Broncos' free-agency approach pays off

When Denver Broncos owner Pat Bowlen and team president Joe Ellis reorganized the team's football operations in 2011, a process that began with John Elway's hiring, Elway used that first season to gauge how those around him went about their business.

Elway's first major front-office hire was former agent Mike Sullivan, who had a quarter-century's worth of experience negotiating contracts from the players' side and had run the football division of Octagon Worldwide, one of the major players in the sports agency game.

At the time, Elway said Sullivan would be "a great asset" to the team.

Turns out the Broncos have done some quality work managing the cap the past three years. The spending binge that reeled in safety T.J. Ward, Aqib Talib and DeMarcus Ware was the result of having enough of Bowlen's cash to pay the required upfront money, as well as a salary-cap position to allow them to do it.

And a little bump in the salary cap -- to $133 million per team -- didn't hurt.

But the Broncos have taken the same approach to the past three forays into free agency. They drive hard early to sign a few specific targets, then back off a bit. They also have effectively emphasized their playoff possibilities and having Peyton Manning at quarterback to get the kinds of deals they want.

Last year, Wes Welker and Terrance Knighton signed two-year deals. Dominique Rodgers-Cromartie signed a two-year deal that voided to a one-year deal just days after the Super Bowl, and they signed Shaun Phillips, who finished with 10 sacks last season, to a one-year deal with no signing bonus. The year before that, the Broncos signed Justin Bannan, Keith Brooking, Brandon Stokley, Dan Koppen and Jim Leonhard, all either starters or major contributors, to one-year deals.

Even Wednesday, there were plenty of raised eyebrows around the league at how a team that played in the Super Bowl was in a position to be so active in free agency's opening hours.

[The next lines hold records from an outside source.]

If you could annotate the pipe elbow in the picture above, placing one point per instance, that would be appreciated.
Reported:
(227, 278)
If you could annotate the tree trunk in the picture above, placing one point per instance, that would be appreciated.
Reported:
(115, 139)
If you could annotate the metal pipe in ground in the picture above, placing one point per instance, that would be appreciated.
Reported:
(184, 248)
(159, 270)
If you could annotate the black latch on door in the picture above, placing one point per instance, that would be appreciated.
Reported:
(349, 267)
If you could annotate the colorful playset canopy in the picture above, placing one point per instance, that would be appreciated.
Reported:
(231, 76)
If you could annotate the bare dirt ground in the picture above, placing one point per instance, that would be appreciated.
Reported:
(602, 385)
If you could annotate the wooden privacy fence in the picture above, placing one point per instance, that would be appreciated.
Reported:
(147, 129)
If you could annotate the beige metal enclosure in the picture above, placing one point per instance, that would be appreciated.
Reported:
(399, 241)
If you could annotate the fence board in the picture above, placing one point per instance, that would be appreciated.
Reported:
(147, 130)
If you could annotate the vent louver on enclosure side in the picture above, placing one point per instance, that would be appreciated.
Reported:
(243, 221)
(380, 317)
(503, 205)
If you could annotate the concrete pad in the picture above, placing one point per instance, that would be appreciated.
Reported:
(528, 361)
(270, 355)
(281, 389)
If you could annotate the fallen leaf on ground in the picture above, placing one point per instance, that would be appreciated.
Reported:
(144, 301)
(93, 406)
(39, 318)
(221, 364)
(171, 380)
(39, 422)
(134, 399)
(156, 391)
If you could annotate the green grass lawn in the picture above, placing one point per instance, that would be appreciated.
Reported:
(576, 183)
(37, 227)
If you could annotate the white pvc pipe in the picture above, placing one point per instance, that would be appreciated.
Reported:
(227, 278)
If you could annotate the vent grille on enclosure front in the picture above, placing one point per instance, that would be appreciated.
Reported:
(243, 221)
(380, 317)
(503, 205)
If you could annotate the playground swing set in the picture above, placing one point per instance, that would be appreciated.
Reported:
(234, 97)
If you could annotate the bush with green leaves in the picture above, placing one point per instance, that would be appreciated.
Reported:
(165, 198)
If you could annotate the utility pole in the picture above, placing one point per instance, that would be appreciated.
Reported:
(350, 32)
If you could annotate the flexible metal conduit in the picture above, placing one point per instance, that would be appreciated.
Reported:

It was especially true when word began to circulate of the six-year, $57 million deal given to Talib. But a closer look at Talib's deal shows it is far more cap-friendly for the team than many expected.

It could potentially include $26 million worth of guarantees, but much of that is an injury guarantee if Talib, who has never played 16 games in a season, has a career-ending injury.

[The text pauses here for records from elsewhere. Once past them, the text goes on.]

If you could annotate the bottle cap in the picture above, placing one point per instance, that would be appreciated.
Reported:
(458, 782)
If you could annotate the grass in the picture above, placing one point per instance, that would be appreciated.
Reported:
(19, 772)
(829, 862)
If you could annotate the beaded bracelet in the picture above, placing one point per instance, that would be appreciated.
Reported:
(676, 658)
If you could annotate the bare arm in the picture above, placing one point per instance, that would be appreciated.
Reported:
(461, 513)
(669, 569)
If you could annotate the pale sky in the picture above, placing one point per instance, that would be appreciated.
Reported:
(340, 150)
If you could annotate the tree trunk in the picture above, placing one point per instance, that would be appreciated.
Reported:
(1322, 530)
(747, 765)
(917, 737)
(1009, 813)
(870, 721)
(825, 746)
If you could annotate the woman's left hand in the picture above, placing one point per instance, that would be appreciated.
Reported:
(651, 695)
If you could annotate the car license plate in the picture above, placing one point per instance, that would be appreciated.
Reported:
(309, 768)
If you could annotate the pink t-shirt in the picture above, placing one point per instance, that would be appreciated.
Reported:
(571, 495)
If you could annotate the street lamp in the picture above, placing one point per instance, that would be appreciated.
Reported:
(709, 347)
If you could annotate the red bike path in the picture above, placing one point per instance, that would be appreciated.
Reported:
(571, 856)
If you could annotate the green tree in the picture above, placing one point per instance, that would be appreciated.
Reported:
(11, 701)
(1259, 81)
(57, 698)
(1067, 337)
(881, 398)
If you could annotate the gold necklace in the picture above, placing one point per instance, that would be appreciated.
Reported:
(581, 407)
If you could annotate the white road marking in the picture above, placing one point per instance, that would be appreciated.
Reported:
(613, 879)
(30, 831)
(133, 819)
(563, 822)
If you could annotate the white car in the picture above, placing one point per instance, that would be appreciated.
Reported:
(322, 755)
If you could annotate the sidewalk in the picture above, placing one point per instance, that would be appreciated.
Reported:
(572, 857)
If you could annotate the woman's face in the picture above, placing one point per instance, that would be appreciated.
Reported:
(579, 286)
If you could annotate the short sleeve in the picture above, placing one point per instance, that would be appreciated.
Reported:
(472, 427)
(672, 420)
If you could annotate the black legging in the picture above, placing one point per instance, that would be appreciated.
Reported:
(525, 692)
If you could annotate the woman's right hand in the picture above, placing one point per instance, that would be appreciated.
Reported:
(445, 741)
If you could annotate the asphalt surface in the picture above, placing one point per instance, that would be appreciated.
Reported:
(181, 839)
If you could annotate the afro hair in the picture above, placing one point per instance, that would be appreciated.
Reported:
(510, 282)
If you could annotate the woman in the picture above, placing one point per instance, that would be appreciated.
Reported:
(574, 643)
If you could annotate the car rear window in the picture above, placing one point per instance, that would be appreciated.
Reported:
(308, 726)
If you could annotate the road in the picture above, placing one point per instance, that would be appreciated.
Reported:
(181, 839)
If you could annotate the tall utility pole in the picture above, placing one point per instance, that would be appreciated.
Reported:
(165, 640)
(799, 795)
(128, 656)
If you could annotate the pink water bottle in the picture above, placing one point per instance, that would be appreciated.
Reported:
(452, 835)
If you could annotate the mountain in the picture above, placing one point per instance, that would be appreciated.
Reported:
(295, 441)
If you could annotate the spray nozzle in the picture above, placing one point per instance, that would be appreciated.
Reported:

The real guarantee is $12 million, all paid this season to Talib -- a total that includes up to $500,000 worth of bonuses based on how many games Talib is in uniform in 2014. So it's really closer to a three-year deal worth roughly $27 million. Much of the total is in the base salaries for the 2017, 2018 and 2019 seasons -- $11 million, $11 million and $8 million respectively -- which are not guaranteed.

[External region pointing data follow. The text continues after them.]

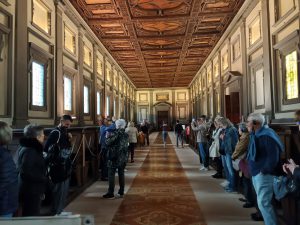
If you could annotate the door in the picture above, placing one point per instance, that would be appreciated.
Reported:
(232, 107)
(162, 116)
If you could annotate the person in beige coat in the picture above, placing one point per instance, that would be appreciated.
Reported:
(132, 133)
(239, 155)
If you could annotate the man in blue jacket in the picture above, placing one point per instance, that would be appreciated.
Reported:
(263, 157)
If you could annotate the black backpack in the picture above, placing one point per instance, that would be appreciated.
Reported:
(59, 162)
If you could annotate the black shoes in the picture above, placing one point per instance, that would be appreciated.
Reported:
(108, 196)
(242, 200)
(257, 216)
(248, 205)
(217, 176)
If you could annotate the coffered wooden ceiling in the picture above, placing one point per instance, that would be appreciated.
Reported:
(159, 43)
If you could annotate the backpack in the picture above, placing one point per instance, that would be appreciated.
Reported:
(59, 162)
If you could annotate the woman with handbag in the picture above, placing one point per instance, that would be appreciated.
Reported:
(32, 170)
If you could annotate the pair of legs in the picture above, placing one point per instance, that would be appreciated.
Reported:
(111, 179)
(263, 185)
(131, 150)
(146, 135)
(164, 134)
(103, 164)
(203, 153)
(179, 138)
(229, 172)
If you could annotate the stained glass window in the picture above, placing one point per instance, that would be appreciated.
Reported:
(216, 69)
(209, 78)
(254, 31)
(41, 16)
(86, 102)
(69, 39)
(225, 61)
(38, 84)
(291, 76)
(87, 56)
(98, 103)
(107, 105)
(67, 94)
(114, 106)
(99, 66)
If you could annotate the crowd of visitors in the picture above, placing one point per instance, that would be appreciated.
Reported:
(249, 152)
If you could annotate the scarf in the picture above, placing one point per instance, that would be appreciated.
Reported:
(263, 131)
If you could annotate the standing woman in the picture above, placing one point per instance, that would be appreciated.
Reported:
(164, 132)
(132, 133)
(8, 175)
(32, 170)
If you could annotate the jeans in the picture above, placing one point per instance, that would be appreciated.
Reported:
(223, 158)
(131, 150)
(164, 134)
(31, 204)
(248, 190)
(9, 215)
(229, 171)
(263, 185)
(103, 163)
(179, 137)
(111, 179)
(203, 153)
(59, 194)
(146, 135)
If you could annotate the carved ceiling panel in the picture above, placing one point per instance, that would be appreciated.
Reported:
(159, 43)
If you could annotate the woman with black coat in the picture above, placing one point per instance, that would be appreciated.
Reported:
(32, 170)
(8, 175)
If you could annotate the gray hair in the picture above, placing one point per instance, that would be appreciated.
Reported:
(120, 124)
(131, 124)
(5, 133)
(224, 121)
(258, 117)
(33, 131)
(243, 127)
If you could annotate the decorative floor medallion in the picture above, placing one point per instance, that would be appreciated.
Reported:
(160, 193)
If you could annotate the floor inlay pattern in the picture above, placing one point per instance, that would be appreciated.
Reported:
(160, 194)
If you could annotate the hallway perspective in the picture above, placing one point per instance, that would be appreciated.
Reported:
(164, 186)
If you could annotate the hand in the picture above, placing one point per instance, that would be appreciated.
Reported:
(222, 136)
(290, 167)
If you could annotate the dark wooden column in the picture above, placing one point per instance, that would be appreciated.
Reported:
(58, 78)
(79, 85)
(20, 115)
(269, 103)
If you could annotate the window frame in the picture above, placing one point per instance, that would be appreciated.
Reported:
(39, 55)
(100, 101)
(71, 74)
(66, 27)
(282, 49)
(278, 18)
(88, 85)
(49, 19)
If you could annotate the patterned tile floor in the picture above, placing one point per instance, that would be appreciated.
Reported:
(167, 197)
(160, 194)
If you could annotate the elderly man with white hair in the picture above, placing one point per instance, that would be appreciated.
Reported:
(263, 157)
(117, 145)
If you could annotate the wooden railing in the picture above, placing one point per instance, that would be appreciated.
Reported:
(84, 153)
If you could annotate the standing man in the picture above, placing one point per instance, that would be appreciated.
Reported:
(117, 143)
(263, 157)
(202, 128)
(58, 147)
(103, 150)
(145, 130)
(178, 132)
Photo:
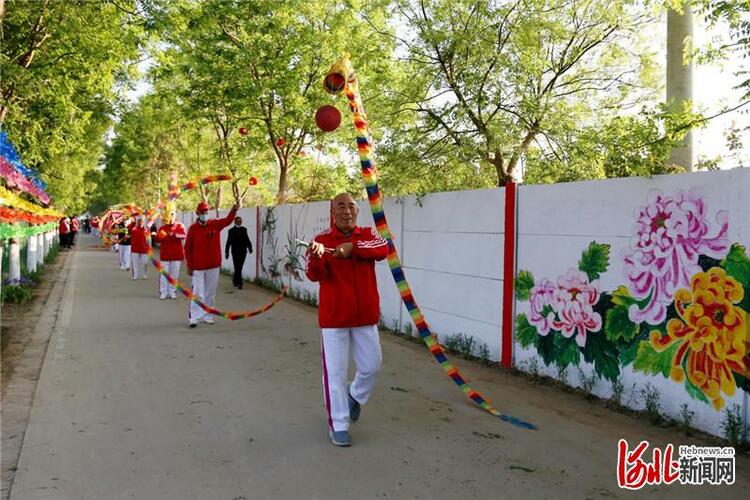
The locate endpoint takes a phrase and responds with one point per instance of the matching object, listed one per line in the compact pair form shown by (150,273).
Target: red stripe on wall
(509,275)
(257,241)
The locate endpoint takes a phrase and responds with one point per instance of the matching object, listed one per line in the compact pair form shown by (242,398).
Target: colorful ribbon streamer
(343,69)
(174,193)
(231,316)
(8,231)
(11,199)
(17,175)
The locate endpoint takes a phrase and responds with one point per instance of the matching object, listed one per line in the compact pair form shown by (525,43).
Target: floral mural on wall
(681,315)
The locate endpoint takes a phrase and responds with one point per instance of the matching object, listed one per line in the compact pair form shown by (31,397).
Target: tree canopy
(459,93)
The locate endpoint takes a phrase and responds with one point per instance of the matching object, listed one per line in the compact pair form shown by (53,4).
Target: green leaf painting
(649,360)
(525,332)
(524,284)
(594,260)
(618,326)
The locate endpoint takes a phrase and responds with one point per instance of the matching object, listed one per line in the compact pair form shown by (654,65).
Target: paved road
(132,404)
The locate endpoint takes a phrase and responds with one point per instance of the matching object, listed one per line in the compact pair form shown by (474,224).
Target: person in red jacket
(63,230)
(74,226)
(170,237)
(342,259)
(203,258)
(139,243)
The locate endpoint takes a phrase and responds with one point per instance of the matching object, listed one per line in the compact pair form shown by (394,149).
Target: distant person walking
(238,242)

In the end, Talib wanted to be in Denver, and the Broncos wanted him enough to stop waiting for a decision from Rodgers-Cromartie.

"They kind of just focused on me and showed how much that they wanted me here," Talib said. "That played the biggest part. I just wanted to go somewhere where I was wanted, where I felt wanted, where I felt like the guys wanted me. That's kind of how it went.”

The Broncos got Ward for less than the initial request from Ward's representatives, even when the Broncos initially weren't certain something would get done with the Pro Bowl safety.

And those two deals, structured as they are, allowed the Broncos to sign Ware to close out the initial wave.

"They're trying to get the job done," Ware said. " ... I think the thing is, we're trying to make a statement."